MLX-powered vector search: mlx-turbovec-swift #421

joelnishanth · 2026-06-10T20:09:36Z

joelnishanth
Jun 10, 2026

mlx-turbovec-swift

We built a native Swift implementation of TurboQuant (ICLR 2026) — a data-oblivious vector quantizer for on-device semantic search — using MLX for GPU acceleration.

Repo: https://github.com/offlyn-ai/mlx-turbovec-swift

How MLX is used

TurboVec uses a hybrid MLX + Accelerate architecture:

Operation	Backend	Why
Batch vector rotation (`[N, dim] @ R^T`)	MLX GPU matmul	10×+ faster than per-vector CPU for large batches
Batch L2 normalization	MLX GPU	Parallel across vectors
TQ+ calibration (quantile fitting)	MLX GPU sort	Column-wise percentile on rotated batch
Query rotation (single vector)	MLX GPU matmul	Low-latency search prep
LUT-based scoring + top-k	Accelerate SIMD	Bit-packing + sequential memory access is CPU-optimal

Rotation matrix generation uses LAPACK QR (one-time, deterministic, persistence-compatible).

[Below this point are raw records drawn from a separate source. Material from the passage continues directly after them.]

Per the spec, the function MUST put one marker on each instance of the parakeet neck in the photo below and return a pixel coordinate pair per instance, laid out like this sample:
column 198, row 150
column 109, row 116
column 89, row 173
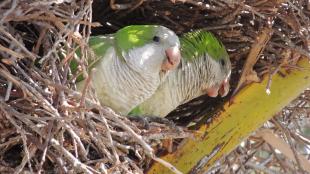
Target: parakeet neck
column 192, row 78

The matrix is then transferred to an MLXArray for all runtime matmuls.

// Enable GPU at app startup
MLXBackend.enableGPU()

let index = TurboQuantIndex(dim: 768, bitWidth: .four)
try index.add(embeddings)          // MLX batch rotate + quantize
let hits = try index.search(query: q, k: 10)  // MLX query rotate + CPU LUT search

Compression & performance

768-dim Float32 embeddings compress from 3,072 bytes → 384 bytes (4-bit) or 192 bytes (2-bit). That's 8–16× compression with >90% recall@10 vs brute-force cosine similarity.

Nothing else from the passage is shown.